A recent study concluded that the legal position of students should be set in law; on 27 February 2019, in a Letter to Parliament the Minister for education accepted this conclusion.
Education agreements, concluded between VET students and their school, were expected to strengthen the negotiating position of VET students in their dealings with schools. A study commissioned by the ministry of education concluded that education agreements did not achieve this goal. On the contrary, they failed to put schools and students in an equivalent position, entailed excessive paperwork, and the legal position of the students hardly changed. This is also apparent from complaint reports published by the national union for VET students. The main issue is that students are not aware of their rights and obligations, as they neither read the agreement carefully, nor understand its impact or potential. As researchers do not foresee that students’ negotiating position will improve by feeding them with more and better information, they propose to abolish the education agreement and set students’ legal position in law, as is already the case for other student rights.

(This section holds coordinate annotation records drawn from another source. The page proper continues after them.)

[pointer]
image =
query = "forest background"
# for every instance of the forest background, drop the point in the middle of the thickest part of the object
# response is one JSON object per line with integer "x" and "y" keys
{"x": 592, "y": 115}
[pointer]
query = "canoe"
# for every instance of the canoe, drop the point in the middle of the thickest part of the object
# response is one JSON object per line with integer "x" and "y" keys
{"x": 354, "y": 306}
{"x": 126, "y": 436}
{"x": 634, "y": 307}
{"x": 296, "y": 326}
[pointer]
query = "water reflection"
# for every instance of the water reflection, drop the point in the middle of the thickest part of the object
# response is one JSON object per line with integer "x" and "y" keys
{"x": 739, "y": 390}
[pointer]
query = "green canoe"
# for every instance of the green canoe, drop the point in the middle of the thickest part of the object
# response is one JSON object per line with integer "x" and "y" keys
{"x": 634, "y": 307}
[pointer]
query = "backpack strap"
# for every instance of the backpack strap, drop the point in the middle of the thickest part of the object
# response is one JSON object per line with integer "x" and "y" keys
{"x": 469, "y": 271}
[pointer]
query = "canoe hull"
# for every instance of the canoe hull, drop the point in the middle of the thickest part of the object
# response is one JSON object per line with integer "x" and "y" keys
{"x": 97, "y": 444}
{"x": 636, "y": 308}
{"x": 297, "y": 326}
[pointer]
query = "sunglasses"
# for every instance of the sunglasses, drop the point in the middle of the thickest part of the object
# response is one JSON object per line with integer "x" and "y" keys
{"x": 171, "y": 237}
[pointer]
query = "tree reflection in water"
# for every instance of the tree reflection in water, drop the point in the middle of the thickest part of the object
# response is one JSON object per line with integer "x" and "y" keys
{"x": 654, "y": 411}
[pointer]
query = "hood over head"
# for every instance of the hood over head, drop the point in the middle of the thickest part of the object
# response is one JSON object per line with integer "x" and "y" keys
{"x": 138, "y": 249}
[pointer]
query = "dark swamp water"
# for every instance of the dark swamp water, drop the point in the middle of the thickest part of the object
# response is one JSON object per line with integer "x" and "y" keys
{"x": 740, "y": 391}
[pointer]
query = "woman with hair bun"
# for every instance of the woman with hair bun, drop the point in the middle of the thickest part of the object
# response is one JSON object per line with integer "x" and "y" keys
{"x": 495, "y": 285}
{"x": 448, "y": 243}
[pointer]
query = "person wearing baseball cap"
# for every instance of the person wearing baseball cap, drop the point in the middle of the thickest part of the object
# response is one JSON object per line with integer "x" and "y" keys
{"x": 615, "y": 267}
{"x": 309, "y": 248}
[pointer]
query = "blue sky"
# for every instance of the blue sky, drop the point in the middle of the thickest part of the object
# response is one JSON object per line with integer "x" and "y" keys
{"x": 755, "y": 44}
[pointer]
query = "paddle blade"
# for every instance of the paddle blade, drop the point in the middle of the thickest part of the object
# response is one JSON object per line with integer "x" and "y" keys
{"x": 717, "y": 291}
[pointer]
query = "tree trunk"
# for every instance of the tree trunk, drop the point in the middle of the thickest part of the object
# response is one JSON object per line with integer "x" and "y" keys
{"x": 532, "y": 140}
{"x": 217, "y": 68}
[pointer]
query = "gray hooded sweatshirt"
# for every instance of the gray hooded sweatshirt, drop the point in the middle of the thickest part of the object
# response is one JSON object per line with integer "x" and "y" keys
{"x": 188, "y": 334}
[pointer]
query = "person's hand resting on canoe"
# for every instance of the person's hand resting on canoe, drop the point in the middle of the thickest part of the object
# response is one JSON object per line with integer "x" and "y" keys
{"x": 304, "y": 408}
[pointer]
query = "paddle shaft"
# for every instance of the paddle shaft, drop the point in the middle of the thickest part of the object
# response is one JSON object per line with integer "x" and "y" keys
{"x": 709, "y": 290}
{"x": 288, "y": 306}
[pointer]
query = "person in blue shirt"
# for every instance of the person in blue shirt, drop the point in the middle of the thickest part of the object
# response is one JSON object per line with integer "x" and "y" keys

In the Letter to Parliament, the Minister proposes the legal position and protection of VET students to be regulated by law. Legal procedural requirements with regard to suspension and removal will limit the schools' freedom to set their own rules; all VET schools will have to apply the same procedure. The Minister also proposes to set in law the right of (school) support for students with a handicap or chronic illness. With their rights set in law, VET students will be in a better position to claim their rights.
How will student rights be enforced?
An independent complaints body will be set up, in addition to the existing schools’ complaints committees. The setup of this body is an important development for students, as until now their only option in the event of a conflict was going to court.
Education agreements were introduced in accordance with the 1996 Act on VET aiming to increase the policy autonomy of VET schools, which had to be shared with local stakeholders, such as teaching staff, local businesses and students. An education agreement covered the rights and obligations of schools and students, and administrative details, such as the title and level (1-4) of a vocational training course and the learning pathway (dual or school-based). It was assumed that an agreement would be more than an administrative formality, encouraging both parties to abide by what was agreed on and to hold each other accountable.